Katie patiently practiced her stretches while I set up the camera under the orchard arbor. I had no idea if this simple concept would work, but as soon as Katie bent backwards over the books and Jess carefully sat across her hips everyone collapsed in hysterics. There was no doubt that Jess was a real live creature and the owner of four perfectly natural legs. It was so funny that Elbie and Matt momentarily had to leave the set while I desperately tried to get the shot because their laughter was so uncontrollable.
Once we were all composed, on my command Jess began furiously ripping pages out of the books and rolling her eyes in the back of her head. It was truly like standing in front of a monster! At last the moment was captured just in time, until … once again, we all fell apart laughing and I was forced to call it a day!
‘Hydrangea Girl’
I’ve been taking the design of the characters more seriously than ever before, and trying my hand at more elaborate costumes and props. I thought I’d include some pictures of their development as a lot of the time I don’t think people truly understand that I make these things myself. I have no budget, so there always seems to be a story behind how the pieces come together. I won’t lie: this creation was born from the contents of my garage – an old riding hat, some chicken wire, a cushion and a paint roller!

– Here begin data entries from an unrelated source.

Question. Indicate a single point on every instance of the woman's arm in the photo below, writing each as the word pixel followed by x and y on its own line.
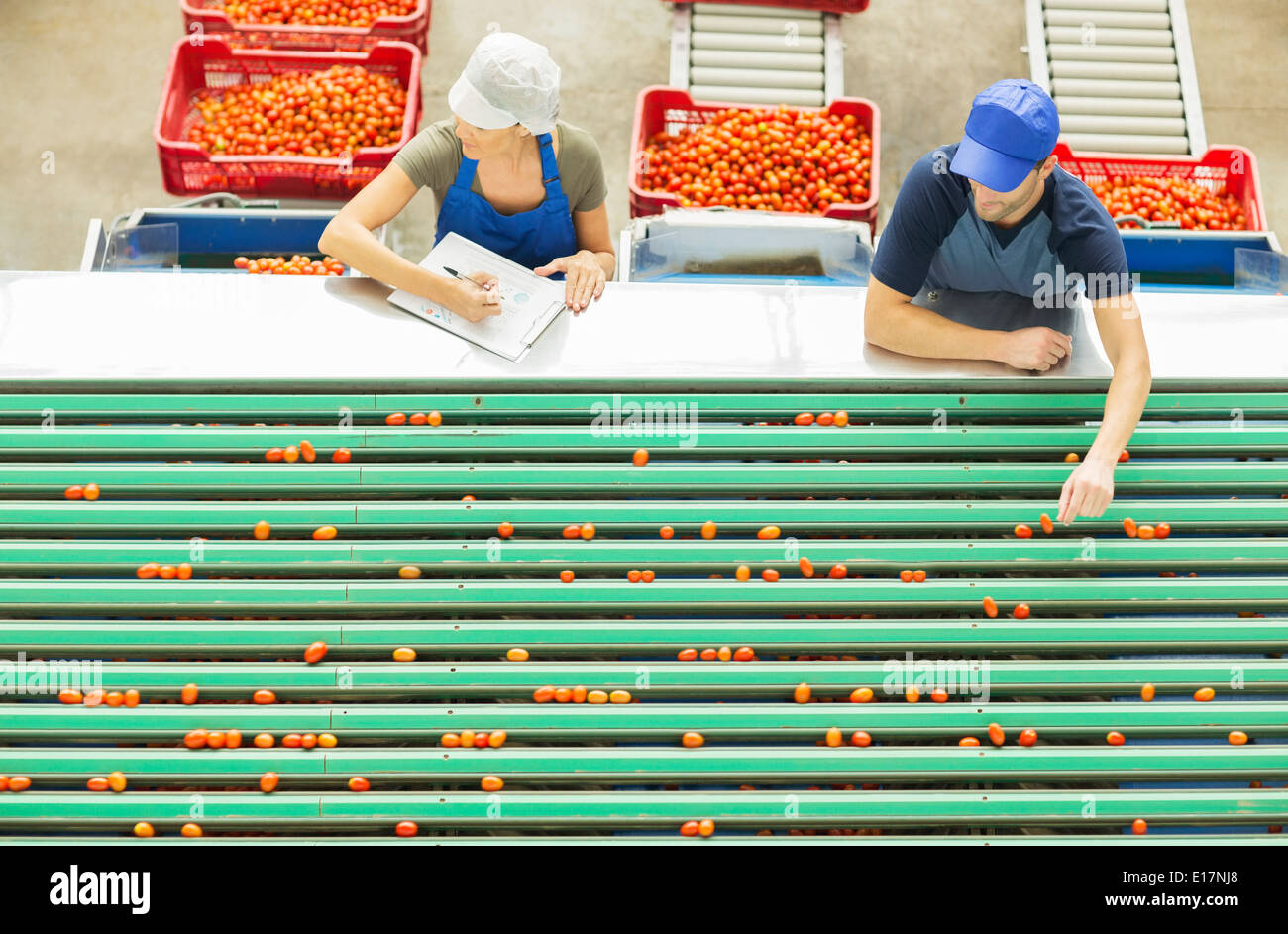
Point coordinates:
pixel 588 269
pixel 351 240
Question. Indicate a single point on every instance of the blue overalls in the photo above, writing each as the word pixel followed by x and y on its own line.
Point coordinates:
pixel 529 239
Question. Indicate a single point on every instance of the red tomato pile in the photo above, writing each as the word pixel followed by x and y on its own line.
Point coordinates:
pixel 314 12
pixel 296 265
pixel 1171 200
pixel 317 114
pixel 768 159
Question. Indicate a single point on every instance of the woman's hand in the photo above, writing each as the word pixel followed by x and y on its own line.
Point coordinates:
pixel 584 277
pixel 477 298
pixel 1089 491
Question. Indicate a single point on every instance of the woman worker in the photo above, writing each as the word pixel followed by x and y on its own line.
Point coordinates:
pixel 506 175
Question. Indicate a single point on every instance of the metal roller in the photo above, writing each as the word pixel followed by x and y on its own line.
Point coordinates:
pixel 1096 88
pixel 772 25
pixel 1104 35
pixel 751 77
pixel 754 42
pixel 1108 20
pixel 1076 52
pixel 777 60
pixel 1132 71
pixel 1120 142
pixel 1104 123
pixel 748 11
pixel 758 95
pixel 1140 107
pixel 1125 5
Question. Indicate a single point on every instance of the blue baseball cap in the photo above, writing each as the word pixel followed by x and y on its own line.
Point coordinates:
pixel 1012 125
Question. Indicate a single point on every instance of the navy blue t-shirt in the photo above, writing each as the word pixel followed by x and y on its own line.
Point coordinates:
pixel 935 239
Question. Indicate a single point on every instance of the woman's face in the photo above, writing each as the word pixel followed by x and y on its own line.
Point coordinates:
pixel 482 144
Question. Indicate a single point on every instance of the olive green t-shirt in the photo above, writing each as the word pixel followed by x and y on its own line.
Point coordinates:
pixel 433 157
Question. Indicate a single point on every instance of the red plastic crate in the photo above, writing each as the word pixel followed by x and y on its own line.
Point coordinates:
pixel 215 24
pixel 1229 169
pixel 824 5
pixel 194 69
pixel 671 110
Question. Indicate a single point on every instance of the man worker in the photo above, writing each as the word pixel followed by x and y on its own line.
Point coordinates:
pixel 990 235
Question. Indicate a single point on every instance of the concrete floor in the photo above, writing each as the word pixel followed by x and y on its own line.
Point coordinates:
pixel 84 80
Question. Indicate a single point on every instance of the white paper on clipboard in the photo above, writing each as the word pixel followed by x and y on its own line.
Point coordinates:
pixel 528 302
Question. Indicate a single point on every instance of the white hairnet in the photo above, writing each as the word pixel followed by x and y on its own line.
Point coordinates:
pixel 507 80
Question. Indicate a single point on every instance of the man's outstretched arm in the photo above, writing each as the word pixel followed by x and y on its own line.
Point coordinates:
pixel 1090 488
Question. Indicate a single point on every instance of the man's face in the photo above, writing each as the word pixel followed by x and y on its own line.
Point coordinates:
pixel 991 205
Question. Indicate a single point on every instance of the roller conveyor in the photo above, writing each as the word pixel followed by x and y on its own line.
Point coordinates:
pixel 756 54
pixel 1121 72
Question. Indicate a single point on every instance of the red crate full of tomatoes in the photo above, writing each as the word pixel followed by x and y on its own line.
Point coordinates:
pixel 785 158
pixel 318 25
pixel 1218 191
pixel 283 124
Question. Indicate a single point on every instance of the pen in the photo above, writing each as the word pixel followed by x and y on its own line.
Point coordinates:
pixel 450 270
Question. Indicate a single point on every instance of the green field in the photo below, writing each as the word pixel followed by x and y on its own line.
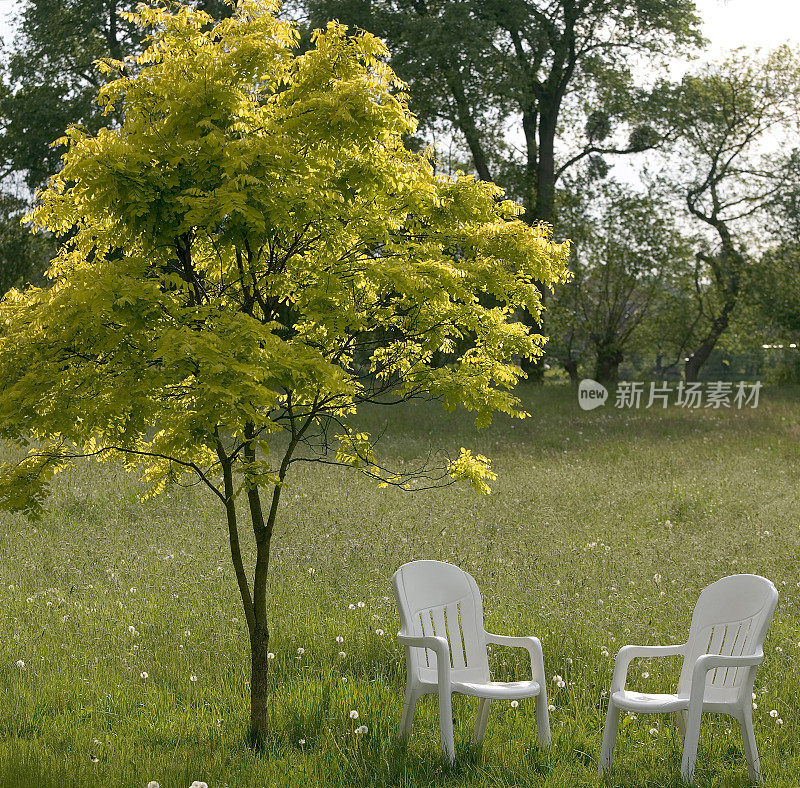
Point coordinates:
pixel 601 530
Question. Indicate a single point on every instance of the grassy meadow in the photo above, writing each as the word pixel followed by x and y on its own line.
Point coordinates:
pixel 601 530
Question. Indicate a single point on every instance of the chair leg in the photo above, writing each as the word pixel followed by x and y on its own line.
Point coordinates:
pixel 609 737
pixel 750 750
pixel 446 726
pixel 680 717
pixel 484 704
pixel 409 706
pixel 690 741
pixel 543 719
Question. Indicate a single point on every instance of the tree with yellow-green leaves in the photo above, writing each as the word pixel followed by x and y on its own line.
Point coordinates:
pixel 247 257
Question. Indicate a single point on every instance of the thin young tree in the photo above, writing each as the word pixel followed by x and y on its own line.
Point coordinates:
pixel 249 256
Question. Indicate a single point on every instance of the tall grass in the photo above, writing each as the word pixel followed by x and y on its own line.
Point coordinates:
pixel 601 530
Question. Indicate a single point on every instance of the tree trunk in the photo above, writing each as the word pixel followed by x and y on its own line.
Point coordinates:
pixel 607 366
pixel 259 685
pixel 700 356
pixel 571 368
pixel 543 211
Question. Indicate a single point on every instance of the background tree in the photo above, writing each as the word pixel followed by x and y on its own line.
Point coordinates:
pixel 234 243
pixel 555 74
pixel 627 255
pixel 731 116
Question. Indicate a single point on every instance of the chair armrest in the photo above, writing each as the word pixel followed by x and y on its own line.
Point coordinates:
pixel 438 645
pixel 707 662
pixel 531 644
pixel 627 654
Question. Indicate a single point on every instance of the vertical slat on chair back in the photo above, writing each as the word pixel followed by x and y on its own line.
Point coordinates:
pixel 731 617
pixel 436 598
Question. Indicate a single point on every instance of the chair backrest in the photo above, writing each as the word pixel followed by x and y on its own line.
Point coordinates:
pixel 435 598
pixel 731 617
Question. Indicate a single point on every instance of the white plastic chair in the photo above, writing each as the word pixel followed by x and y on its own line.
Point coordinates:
pixel 724 647
pixel 441 627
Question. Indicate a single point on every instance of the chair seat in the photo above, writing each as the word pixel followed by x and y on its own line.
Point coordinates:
pixel 498 689
pixel 649 702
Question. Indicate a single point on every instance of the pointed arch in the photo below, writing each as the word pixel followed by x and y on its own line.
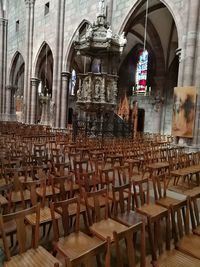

My huge problem was that I couldn’t afford the amount of flowers I would need for the wig. I wrote to three florists, and even to a neighbour who had a large hydrangea bush, but no one replied. In desperation I contemplated stealing them from peoples’ gardens at night, but couldn’t face the guilt. Eventually a kind local lady answered an advert I posted on a community website, and donated half her garden to us! Within a few hours I walked away with four enormous sacks of fresh flowers in the most incredible soft colours. Sometimes I can’t believe how kind strangers have been to me while producing this project; it really is humbling and some days it makes the pictures even more of an emotional journey for me.